Und hierin liegt auch die Schuld der jW-Redaktion, denn diese in jeder Hinsicht dumme Titelseite wird zu einer Waffe in der Hand der Sozialismus-Gegner – siehe BILD-Zeitung. Wieder müssen wir uns von den heuchlerischen Vertretern des Kapitalismus – der in Westdeutschland kein Problem damit hatte, haufenweise alte Nazis in den neuen Staat zu integrieren – anhören, dass der Sozialismus Stasi, Mauertote und politische Unfreiheit bedeutet – und eine antikapitalistische Tageszeitung bestätigt das auch noch, indem sie sich das Stasi-Gefängnis in Hohenschönhausen zurück wünscht. Worin übrigens auch wirkliche Sozialisten gewandert sind, die an den Ideen von Marx, Lenin und Luxemburg festhielten und den Marxismus als eine kritische Wissenschaft verstanden und sich das Recht auf Kritik nicht nehmen lassen wollten.

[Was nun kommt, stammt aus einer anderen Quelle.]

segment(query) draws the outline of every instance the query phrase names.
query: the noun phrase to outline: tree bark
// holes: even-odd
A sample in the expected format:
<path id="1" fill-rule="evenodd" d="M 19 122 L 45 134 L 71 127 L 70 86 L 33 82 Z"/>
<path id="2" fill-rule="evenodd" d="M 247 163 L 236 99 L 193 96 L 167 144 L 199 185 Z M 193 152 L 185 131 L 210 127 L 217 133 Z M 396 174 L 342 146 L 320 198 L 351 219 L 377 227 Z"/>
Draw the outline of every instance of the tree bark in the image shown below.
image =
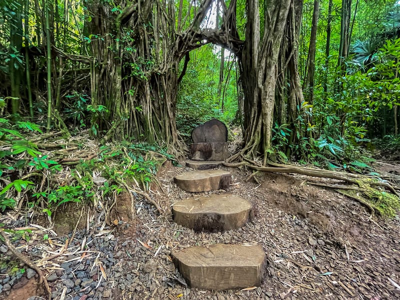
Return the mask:
<path id="1" fill-rule="evenodd" d="M 244 150 L 252 156 L 260 153 L 264 164 L 272 146 L 278 58 L 290 2 L 274 0 L 266 2 L 260 44 L 258 1 L 247 4 L 246 40 L 242 60 L 245 94 Z"/>
<path id="2" fill-rule="evenodd" d="M 312 104 L 314 96 L 314 74 L 315 72 L 316 48 L 316 30 L 318 26 L 318 16 L 320 13 L 320 0 L 314 0 L 314 10 L 312 14 L 312 22 L 311 26 L 310 46 L 308 48 L 308 64 L 306 88 L 307 100 Z"/>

Also: danke, jW-Redaktion – Ihr habt dem Sozialismus einen Bärendienst geleistet. Wenn man so eindimensional denken würde, wie Ihr, müsste man ein Abo Eurer Zeitung abbestellen. Aber die jW sind nicht nur die Stalinisten und DDR-Fans in ihrer Redaktion, sondern die vielen AutorInnen, die eine solche Titelseite niemals unterschrieben hätten und nicht zuletzt die Leserinnen und Leser, die oftmals AktivistInnen aus Gewerkschaften und linken Bewegungen sind, und die Informationen aus der jW brauchen. In diesem Sinne kann man nur dazu auffordern, die jW zu verändern, damit ein solcher Mist nicht noch einmal den Weg auf die Titelseite findet.

Der Chefredaktion sei geraten, die Seiten der jW für eine breite Debatte zum Charakter der DDR und zum Mauerbau zu öffnen, in denen alle Strömungen der sozialistischen Linken ihre Positionen darlegen können.